OKLAHOMA CITY — Oklahoma's broadcast airwaves are practically void of political advertising just seven weeks before Oklahomans make their choices for the U.S. Senate, Congress, governor and other statewide elective offices in the Nov. 4 general election.
Voters were inundated with political chatter as candidates tried to gain momentum in the days and weeks before June and August primary elections where voters picked their parties' nominees for the state's top offices.
Political observers say it won't be long before Oklahoma politics returns to the airwaves after campaigns revamp, retool and recover resources spent on primary elections.
"It has to do with the time of the year and the nature of the campaigns," said Keith Gaddie, chairman of the University of Oklahoma's political science department.
Primary races depleted the campaign finances of many candidates, funds that must be replenished before candidates can afford the expense of broadcast advertising.
"You're at this stage where you go after donors," Gaddie said. "Part of what is going on is the money game."
Candidates must also restructure their campaigns to appeal to a wider electorate than just members of their own party, which was their goal in the primaries. Gaddie said candidates are now concentrating on delivering their messages in a different way with personal appearances and direct mail campaigns.

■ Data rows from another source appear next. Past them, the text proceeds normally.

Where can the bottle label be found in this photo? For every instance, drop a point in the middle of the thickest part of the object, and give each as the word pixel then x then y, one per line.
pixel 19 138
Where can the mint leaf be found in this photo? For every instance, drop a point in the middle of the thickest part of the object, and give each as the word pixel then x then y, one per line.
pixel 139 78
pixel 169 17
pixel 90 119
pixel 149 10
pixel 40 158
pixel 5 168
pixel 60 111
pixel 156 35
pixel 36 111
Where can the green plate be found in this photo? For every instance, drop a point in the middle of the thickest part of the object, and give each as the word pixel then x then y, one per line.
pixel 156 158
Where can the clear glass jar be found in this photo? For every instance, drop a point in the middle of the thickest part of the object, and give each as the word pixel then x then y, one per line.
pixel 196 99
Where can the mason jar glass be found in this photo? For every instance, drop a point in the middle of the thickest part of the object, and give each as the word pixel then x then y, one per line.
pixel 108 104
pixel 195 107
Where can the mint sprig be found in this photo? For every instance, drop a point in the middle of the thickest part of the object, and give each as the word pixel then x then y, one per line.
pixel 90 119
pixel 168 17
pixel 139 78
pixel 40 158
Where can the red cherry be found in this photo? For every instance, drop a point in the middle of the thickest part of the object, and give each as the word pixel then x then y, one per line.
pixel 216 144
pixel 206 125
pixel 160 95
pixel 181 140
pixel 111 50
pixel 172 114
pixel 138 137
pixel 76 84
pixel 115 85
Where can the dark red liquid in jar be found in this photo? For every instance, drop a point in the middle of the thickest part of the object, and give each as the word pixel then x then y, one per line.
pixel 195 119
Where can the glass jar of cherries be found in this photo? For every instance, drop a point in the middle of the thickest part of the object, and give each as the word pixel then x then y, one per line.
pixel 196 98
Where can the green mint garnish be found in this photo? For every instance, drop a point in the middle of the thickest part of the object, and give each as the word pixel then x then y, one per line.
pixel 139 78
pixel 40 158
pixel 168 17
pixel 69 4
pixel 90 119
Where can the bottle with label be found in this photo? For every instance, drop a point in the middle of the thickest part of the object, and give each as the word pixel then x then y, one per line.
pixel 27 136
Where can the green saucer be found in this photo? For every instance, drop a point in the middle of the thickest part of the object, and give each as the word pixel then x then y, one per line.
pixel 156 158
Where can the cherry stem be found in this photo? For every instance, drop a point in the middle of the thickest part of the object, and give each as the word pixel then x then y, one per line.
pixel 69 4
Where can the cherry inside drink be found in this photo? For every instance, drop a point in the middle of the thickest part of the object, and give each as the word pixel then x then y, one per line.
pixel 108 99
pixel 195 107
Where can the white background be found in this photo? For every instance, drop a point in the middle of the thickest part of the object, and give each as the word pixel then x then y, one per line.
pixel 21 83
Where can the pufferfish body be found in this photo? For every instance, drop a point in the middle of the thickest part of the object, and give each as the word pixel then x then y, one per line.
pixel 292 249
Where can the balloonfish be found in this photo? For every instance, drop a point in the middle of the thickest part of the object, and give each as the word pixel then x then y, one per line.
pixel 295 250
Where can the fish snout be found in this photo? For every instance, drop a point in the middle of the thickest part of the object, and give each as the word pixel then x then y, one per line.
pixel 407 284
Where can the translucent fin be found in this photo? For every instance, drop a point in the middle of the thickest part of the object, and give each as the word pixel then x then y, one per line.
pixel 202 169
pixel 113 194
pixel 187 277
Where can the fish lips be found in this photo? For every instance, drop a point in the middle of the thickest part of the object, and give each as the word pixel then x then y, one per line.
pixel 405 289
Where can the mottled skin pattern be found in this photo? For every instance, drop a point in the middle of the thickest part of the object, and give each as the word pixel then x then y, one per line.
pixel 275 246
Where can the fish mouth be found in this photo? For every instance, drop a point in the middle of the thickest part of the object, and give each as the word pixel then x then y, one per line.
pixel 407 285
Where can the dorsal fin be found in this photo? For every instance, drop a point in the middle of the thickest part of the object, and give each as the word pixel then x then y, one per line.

Brandon Lenoir, a professor in the political science department at Oklahoma State University, said the lull in broadcast advertising at this stage of a campaign is normal.
"This is that brief period of breathing," Lenoir said. But it won't be long before candidates return to the airwaves and television viewers are inundated with political ads again, he said.
"This is around the time that voters are even going to start paying attention to the races," Lenoir said.
Incumbent Republican Gov. Mary Fallin and her Democratic challenger, state Rep. Joe Dorman, are engaged in statewide tours to meet voters and deliver their messages personally.
A spokesman for Fallin, Alex Weintz, said she is continuing the statewide Mary on the Move campaign tour that was launched on Aug. 5 in an effort to personally meet as many voters as possible.
"She's never going to take this race for granted. She is getting out, hitting the road," Weintz said.
Dorman's communications director, Adrianne Covington-Graham, said the Democrat is pursuing a grass-roots campaign in all 77 Oklahoma counties in an effort to increase his name recognition and find out firsthand the needs of voters.
"We're really just focusing on the people and getting in front of as many people as possible," she said. "We're really focusing on showing Oklahomans who Joe is."
Former state Sen. Steve Russell, the Republican nominee for central Oklahoma's open 5th Congressional District seat, said his campaign's resources were depleted during the hotly contested runoff.
"It's kind of a rebuild time," Russell said. Although it's still too early to begin airing television ads, Russell said he is engaging voters in a more intimate way through personal appeals and appearances as he tries to appeal to a wider audience.
"You've got to look at voter engagement," he said. "That takes a little bit of pivot."
Russell's Democratic opponent, state Sen. Al McAffrey, is also working to restore his campaign's finances.
"He's spending a lot of time of the phones dialing for dollars," said Linda Gray Murphy, a campaign consultant. "We're rebuilding our war chest."
McAffrey is also attending neighborhood events and visiting voters throughout the 5th District, especially areas outside of his Oklahoma City state senate district.
"We're going to need some of those voters," Murphy said.